Biss 2.1.

Elle dit : La lumière du soleil me tuerait. Elle me brûlerait. La lumière du soleil brûlerait ma peau.

Une image entre alors dans mon esprit, semblable à un très vieux souvenir. J’y vois une femme à la peau noire et je me dis: elle seule pourrait te guérir.

La lumière du soleil brûlerait ma peau. Elle, la lumière de la lune, est mon amie. Parce qu’elle est froide. C’est pourquoi je suis venue dans ce pays, parce que le ciel y est plus pur et je veux voir le monde par une nuit de pleine lune. C’est que je suis mauvaise, il y a un mal en moi et la lumière du soleil me punit. Mon frère veille sur moi, me protège du soleil. Et tu vois comme je suis mauvaise puisque je me suis éloignée de sa protection et que je lui mens. Je suis mauvaise comme la lune est mauvaise.

Je savais qu’il était au bordel, lui, le roux, lui le véritable mauvais, le méchant.

Il parlait en français à la fillette qui était avec lui. Lui, qu’il soit maudit, lorsqu’il voulait qu’elle le comprît, il lui parlait en arabe mais lorsqu’il ne le voulait pas, il lui parlait en français. Il se croyait alors en sécurité mais moi j’étais dans la cellule d’à côté, seulement séparé d’eux par une épaisse tapisserie. Il est le seul blanc à venir dans ce bordel, il se croit protégé par son compagnon de débauche, un arabe infâme du nom de Umar ben Fawad ben Uthman al-Husnî, mais je sais comment il finira: un jour toute protection lui fera défaut.

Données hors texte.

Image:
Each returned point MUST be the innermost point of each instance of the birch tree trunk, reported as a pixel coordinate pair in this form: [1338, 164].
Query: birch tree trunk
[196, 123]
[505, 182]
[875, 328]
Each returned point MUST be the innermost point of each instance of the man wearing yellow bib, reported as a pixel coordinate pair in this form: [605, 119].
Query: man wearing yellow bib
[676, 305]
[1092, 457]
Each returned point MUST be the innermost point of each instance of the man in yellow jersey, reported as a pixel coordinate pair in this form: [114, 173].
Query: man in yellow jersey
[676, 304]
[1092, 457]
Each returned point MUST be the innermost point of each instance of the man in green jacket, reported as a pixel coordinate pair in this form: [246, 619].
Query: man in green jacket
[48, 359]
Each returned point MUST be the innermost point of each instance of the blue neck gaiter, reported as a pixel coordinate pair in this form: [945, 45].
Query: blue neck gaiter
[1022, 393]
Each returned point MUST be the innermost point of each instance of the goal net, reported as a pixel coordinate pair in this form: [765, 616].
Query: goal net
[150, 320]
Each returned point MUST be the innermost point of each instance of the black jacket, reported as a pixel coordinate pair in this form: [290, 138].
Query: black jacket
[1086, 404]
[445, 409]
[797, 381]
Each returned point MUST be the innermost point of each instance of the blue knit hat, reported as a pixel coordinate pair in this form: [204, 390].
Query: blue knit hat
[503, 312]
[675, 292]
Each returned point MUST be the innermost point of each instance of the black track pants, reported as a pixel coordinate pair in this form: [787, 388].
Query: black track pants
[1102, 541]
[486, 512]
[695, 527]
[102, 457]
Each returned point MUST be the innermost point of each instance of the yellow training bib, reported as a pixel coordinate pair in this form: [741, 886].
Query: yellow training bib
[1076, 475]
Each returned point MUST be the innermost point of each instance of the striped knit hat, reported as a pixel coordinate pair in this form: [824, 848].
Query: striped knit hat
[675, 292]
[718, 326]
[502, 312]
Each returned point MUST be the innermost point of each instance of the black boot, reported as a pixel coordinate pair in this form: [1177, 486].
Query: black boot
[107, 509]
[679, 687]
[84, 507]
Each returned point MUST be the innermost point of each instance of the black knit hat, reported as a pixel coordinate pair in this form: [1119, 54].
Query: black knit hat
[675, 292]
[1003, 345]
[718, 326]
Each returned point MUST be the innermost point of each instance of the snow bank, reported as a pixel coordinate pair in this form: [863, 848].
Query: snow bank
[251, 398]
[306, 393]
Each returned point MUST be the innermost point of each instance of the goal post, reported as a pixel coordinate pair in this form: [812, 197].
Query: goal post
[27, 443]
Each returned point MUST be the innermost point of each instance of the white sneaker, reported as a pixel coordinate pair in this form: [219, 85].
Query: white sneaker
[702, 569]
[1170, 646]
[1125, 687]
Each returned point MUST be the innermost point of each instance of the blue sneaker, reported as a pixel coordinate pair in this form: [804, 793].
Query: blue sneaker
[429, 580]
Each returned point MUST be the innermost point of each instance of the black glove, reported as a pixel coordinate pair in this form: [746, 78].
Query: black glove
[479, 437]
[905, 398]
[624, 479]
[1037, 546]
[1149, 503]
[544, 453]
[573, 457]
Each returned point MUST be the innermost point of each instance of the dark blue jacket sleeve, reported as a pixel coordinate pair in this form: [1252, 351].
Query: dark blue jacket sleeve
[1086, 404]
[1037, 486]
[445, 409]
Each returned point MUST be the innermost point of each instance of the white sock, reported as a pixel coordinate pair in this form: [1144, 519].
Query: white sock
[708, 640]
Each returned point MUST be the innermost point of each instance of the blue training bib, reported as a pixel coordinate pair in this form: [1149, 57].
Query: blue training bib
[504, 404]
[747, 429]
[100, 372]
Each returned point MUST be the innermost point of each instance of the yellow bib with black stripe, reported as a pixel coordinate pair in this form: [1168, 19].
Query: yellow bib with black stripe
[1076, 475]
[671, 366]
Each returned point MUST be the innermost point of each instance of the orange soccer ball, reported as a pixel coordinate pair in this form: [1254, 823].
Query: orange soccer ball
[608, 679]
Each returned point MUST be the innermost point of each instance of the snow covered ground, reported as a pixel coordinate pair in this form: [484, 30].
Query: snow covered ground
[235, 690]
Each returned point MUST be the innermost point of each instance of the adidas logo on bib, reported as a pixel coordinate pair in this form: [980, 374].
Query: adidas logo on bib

Lorsque je lui raconte ce que je sais de son frère, elle ne montre aucune angoisse, elle ne se met pas non plus en colère, elle rit et me dit: « Quel menteur tu fais pour me distraire, petit arabe. » Elle m’appelle souvent ainsi: « petit arabe ». Je lui dis que je ne suis pas arabe. Alors elle m’appelle « Nimitz » et je me sens plus mortifié encore parce que je ne sais pas ce que ça signifie.